Há empresas farmacêuticas que estão desenvolvendo anticorpos que se ligam especificamente aos oligômeros e que inclusive já se mostraram eficientes em modelos animais da doença de Alzheimer. Anticorpos fornecidos por nosso laboratório estão sendo desenvolvidos por uma dessas empresas para serem usados em testes clínicos com pacientes, o que deve acontecer no ano que vem. Realmente podemos ter expectativas em relação a remédios para acabar com os oligômeros tóxicos.

Essas descobertas podem influenciar o diagnóstico do mal de Alzheimer?
Hoje em dia, o diagnóstico é obtido por meio de entrevistas. Um neurologista faz ao paciente certo número de perguntas e decide se ele está ou não com Alzheimer. Mas é importante ter um marcador químico para a doença, tanto para o diagnóstico quanto para testar se uma nova droga experimental tem efeito positivo. Há uma possibilidade de que traços dos oligômeros sejam encontrados no líquido espinhal. Isso poderia ser uma forma de diagnóstico, exceto pelo fato de que a maioria das pessoas não quer ter sua coluna espetada. Melhor seria se houvesse testes sanguíneos, o que pode ser possível com o desenvolvimento do nosso trabalho. Outra possibilidade é conseguir um exame que detecte oligômeros ligados a sinapses no cérebro, e então verificar a quantidade de oligômeros por meio de ressonância magnética cerebral.
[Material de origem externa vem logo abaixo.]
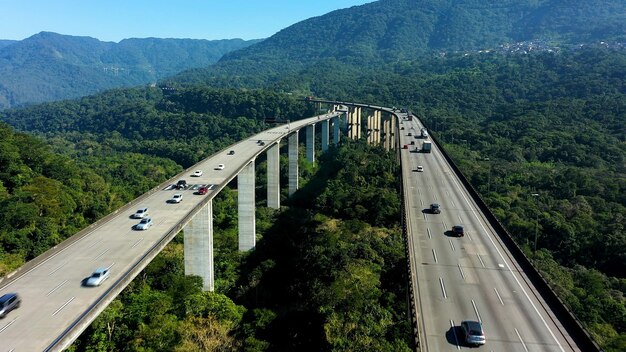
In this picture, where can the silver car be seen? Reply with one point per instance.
(98, 277)
(8, 302)
(144, 224)
(177, 198)
(474, 334)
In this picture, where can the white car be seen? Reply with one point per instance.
(141, 213)
(98, 277)
(177, 198)
(144, 224)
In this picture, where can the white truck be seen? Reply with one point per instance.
(427, 146)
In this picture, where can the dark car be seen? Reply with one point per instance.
(8, 302)
(474, 334)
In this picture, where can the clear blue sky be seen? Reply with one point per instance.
(114, 20)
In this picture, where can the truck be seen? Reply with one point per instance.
(426, 146)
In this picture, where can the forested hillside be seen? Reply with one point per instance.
(550, 123)
(50, 66)
(393, 30)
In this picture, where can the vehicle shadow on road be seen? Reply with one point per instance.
(454, 336)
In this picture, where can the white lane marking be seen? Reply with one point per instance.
(520, 340)
(443, 288)
(456, 339)
(95, 243)
(57, 269)
(461, 271)
(481, 260)
(9, 324)
(56, 288)
(63, 306)
(137, 242)
(476, 311)
(507, 265)
(100, 255)
(498, 294)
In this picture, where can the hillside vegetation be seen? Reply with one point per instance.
(399, 30)
(50, 66)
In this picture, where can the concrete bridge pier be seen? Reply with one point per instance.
(336, 130)
(378, 125)
(293, 162)
(273, 176)
(325, 134)
(198, 247)
(310, 143)
(246, 207)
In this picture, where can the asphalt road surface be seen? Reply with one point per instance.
(470, 277)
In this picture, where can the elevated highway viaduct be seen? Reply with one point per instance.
(451, 279)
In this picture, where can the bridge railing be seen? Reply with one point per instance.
(578, 333)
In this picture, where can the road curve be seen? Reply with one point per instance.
(467, 278)
(56, 308)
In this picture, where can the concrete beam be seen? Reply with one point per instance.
(325, 134)
(273, 176)
(198, 247)
(246, 207)
(336, 130)
(310, 143)
(293, 163)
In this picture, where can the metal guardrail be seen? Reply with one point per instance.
(565, 316)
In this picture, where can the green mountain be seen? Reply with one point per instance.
(392, 30)
(50, 66)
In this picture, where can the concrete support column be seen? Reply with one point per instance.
(369, 129)
(336, 130)
(198, 247)
(310, 143)
(246, 207)
(358, 122)
(273, 176)
(392, 130)
(386, 126)
(293, 163)
(325, 134)
(378, 123)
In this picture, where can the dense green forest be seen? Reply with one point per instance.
(49, 66)
(389, 31)
(296, 291)
(550, 123)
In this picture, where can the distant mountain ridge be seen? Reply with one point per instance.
(391, 30)
(50, 66)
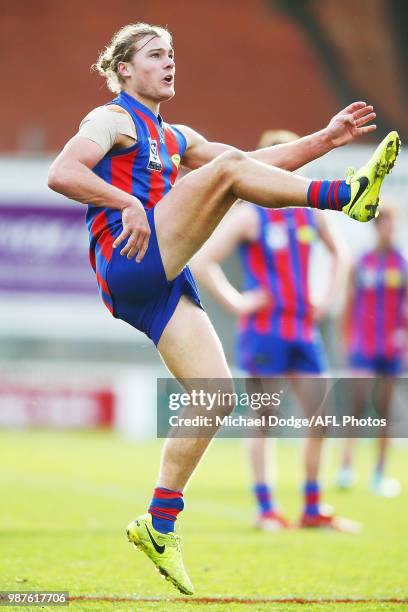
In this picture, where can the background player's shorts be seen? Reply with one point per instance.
(379, 364)
(272, 355)
(141, 294)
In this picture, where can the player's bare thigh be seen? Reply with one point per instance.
(190, 346)
(189, 213)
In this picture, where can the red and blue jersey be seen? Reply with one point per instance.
(378, 307)
(279, 261)
(147, 170)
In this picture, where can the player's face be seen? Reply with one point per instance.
(152, 69)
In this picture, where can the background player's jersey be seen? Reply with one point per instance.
(148, 170)
(378, 307)
(279, 261)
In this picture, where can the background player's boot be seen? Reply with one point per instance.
(164, 549)
(325, 519)
(366, 182)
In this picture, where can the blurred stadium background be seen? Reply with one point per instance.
(242, 66)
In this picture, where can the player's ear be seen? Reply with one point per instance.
(124, 69)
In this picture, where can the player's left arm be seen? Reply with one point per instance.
(340, 263)
(345, 126)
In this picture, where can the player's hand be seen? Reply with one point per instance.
(136, 228)
(351, 123)
(252, 301)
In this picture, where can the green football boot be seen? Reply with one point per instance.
(164, 549)
(366, 182)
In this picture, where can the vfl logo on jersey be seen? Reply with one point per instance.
(276, 236)
(154, 159)
(176, 159)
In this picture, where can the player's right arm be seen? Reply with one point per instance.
(71, 175)
(239, 225)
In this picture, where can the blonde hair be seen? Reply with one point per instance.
(273, 137)
(122, 48)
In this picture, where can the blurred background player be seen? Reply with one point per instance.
(375, 329)
(277, 322)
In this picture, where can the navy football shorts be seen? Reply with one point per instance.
(272, 355)
(141, 294)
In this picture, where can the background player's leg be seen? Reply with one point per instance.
(190, 349)
(189, 213)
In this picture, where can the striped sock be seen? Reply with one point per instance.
(328, 195)
(264, 498)
(164, 508)
(312, 498)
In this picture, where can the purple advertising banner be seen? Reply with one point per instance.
(44, 249)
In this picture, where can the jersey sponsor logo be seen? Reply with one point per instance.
(154, 158)
(276, 236)
(306, 234)
(176, 159)
(393, 278)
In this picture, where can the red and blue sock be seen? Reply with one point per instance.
(164, 508)
(328, 195)
(312, 498)
(264, 498)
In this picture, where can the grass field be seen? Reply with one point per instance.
(67, 497)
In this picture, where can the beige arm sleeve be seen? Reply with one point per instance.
(103, 126)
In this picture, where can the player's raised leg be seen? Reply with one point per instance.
(186, 216)
(190, 352)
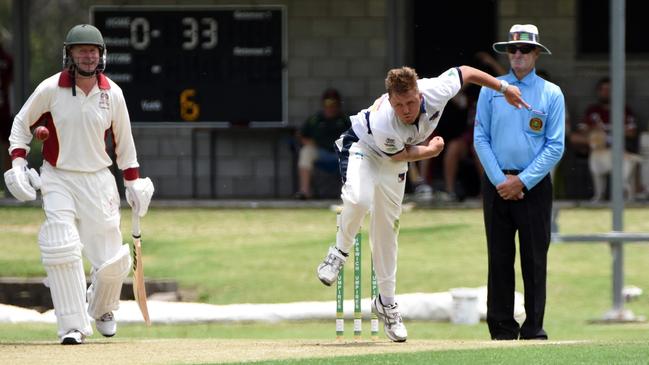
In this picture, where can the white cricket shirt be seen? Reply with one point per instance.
(379, 128)
(78, 125)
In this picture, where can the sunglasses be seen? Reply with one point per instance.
(524, 49)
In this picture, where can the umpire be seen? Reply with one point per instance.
(518, 148)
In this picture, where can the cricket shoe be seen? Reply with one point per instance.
(328, 270)
(392, 321)
(106, 324)
(74, 337)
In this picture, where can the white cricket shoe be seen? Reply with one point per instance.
(328, 270)
(74, 337)
(392, 321)
(106, 325)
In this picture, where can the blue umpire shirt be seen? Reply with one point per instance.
(530, 141)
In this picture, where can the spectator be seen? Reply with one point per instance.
(317, 137)
(598, 115)
(6, 73)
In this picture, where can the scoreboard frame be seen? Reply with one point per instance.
(186, 93)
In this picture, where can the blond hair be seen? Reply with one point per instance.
(401, 80)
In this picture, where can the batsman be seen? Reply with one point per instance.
(80, 107)
(374, 155)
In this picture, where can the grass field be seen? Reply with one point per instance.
(269, 256)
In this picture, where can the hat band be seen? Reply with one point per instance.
(523, 36)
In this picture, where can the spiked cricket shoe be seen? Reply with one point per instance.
(392, 321)
(328, 270)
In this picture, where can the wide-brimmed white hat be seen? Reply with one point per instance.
(521, 34)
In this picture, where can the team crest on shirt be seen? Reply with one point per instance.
(103, 100)
(389, 144)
Você acha que um tipo de cura é possível?
É exatamente o que estamos tentando fazer agora. Antigamente, o objetivo era apenas tratar os sintomas. Hoje, uma cura pode ser possível, pois conhecemos os mecanismos da doença e devemos estar aptos a desenvolver remédios que modifiquem esses mecanismos e de fato impeçam o paciente de piorar e, até mesmo, o façam melhorar.